Di Abdul Rahman al-Rashed. Al-Sharq Al-Awsat (29/07/2012). Traduzione di Cristina Gulfi

La corsa per accaparrarsi il potere nel post-Assad ha subito un’accelerazione da quando i segni della caduta del regime sono evidenti a tutti, perfino agli alleati: l’incontro di Doha, le dichiarazioni di Riyadh, la chiamata da Roma, gli scontri al confine con la Giordania, le minacce di intervento turche oltre ai blocchi politici, militari e rivoluzionari sia dentro che fuori la Siria.

Gli ultimi giorni del regime siriano non saranno facili ma il passaggio di potere sarà ancora più difficile. Tutti ardono dal desiderio di garantire alla Siria un futuro diverso e dire addio a quarant’anni di legge di ferro, salvo forse i “dissidenti siriani” che si sono incontrati a Roma per trovare una soluzione politica alla crisi, gli affiliati del regime e alcune sue figure simbolo che dallo scorso anno si sono alleati con Teheran e Mosca.

Il timore è che questa gara così serrata generi ancora più caos e apra le porte a coloro che intendono sabotare la Siria, con particolare riferimento all’Iran e ai suoi alleati. D’altra parte, le varie fazioni siriane si troveranno strangolate una volta caduto il regime, a meno che confluiscano in un’unica tendenza e accettino il pluralismo. Se negli anni passati il governo siriano non ha permesso di identificare tutte le forze in campo, ciò non vuol dire che non fossero presenti. Anzi, il pluralismo è ben consolidato nel tessuto sociale siriano, in termini di idee, politica e movimenti.

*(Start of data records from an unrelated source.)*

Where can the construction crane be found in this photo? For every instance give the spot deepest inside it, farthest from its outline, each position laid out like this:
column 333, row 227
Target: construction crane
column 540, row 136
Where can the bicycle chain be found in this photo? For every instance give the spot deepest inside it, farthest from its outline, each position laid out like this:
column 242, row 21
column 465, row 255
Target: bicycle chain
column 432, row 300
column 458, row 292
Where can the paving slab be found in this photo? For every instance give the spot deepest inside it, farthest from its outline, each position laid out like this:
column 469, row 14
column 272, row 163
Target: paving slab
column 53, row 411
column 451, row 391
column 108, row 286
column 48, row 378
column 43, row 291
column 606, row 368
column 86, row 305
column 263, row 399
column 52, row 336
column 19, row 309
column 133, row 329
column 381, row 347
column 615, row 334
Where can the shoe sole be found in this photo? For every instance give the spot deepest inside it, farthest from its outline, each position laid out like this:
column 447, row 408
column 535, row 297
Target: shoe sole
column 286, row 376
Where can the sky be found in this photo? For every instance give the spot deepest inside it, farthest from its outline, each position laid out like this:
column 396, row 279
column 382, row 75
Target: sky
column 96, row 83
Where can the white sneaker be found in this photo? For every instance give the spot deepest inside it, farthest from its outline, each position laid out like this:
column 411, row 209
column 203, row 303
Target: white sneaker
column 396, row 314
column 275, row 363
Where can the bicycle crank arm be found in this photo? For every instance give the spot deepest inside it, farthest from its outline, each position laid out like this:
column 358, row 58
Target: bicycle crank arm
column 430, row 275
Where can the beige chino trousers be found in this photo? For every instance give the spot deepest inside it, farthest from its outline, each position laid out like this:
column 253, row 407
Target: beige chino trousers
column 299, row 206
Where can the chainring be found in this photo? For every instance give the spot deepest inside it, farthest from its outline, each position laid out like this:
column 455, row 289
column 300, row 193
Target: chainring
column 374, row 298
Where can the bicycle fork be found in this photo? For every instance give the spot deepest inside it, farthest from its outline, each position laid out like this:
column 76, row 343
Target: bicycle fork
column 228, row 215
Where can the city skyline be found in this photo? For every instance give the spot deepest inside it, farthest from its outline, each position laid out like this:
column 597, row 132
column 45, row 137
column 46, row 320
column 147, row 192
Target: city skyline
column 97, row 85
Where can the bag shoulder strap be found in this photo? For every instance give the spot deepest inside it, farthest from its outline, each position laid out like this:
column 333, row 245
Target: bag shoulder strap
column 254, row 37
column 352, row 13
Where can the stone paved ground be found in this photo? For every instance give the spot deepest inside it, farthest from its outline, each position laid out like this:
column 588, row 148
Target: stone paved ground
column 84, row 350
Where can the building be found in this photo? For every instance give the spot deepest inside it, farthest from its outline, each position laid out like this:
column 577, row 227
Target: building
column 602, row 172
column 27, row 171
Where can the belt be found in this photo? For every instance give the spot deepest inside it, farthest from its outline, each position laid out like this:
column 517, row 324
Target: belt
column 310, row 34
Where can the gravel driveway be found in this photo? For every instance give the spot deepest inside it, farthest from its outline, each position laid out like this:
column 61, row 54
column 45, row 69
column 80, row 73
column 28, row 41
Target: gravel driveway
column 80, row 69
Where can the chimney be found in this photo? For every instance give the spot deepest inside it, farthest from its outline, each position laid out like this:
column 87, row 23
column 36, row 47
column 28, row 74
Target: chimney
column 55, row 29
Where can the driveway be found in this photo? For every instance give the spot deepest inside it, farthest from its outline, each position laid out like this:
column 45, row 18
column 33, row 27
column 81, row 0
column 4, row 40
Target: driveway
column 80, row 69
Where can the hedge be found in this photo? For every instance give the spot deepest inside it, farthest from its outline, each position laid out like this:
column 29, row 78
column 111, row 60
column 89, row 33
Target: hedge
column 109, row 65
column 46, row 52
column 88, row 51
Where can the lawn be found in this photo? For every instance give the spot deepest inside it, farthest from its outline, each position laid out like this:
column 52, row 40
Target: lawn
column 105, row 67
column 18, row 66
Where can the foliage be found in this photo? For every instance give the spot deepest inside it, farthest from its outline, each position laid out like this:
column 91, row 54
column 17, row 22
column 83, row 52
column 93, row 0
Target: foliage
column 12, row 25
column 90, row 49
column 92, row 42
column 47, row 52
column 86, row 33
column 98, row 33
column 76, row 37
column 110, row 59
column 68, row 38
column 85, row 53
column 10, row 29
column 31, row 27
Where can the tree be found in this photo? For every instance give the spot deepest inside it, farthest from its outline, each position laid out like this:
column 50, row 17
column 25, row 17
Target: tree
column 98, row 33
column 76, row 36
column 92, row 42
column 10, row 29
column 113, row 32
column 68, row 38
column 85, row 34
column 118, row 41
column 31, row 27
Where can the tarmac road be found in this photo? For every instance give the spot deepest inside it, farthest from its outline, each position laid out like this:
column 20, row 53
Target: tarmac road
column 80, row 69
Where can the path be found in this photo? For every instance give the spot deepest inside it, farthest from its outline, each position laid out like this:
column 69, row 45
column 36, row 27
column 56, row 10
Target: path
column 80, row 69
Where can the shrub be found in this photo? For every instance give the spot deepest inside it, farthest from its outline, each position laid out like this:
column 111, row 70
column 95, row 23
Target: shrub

Attualmente, l’arena siriana è al culmine della mobilità: ci sono, infatti, il Consiglio Nazionale, l’Esercito Libero, il Movimento Democratico, i Fratelli Musulmani, il Consiglio Nazionale Curdo, le potenti tribù arabe, i movimenti turkmeni, l’Associazione degli Ulama, la coalizione laico-democratica, le grandi famiglie come al-Shishakli e al-Atassi, oltre ovviamente ai coordinatori e alle varie forze rivoluzionarie.

È presto per definire una mappa politica ma non perché i siriani pensino di unirsi sotto una nuova bandiera e inizino a definire meccanismi di rappresentanza politica e di azione per procedere poi alla formazione di un governo. Nessuno vuole che il regime di Assad cada senza che venga meno anche la formula basata su quel totalitarismo che ha abusato della Siria fin dal colpo di stato baathista del 1963. L’unico modo per evitare un vuoto di potere è un’ampia alleanza, lasciando ai cittadini la possibilità di scegliere in seguito. Non si tratta di un regolamento di conti, ma di un futuro condiviso.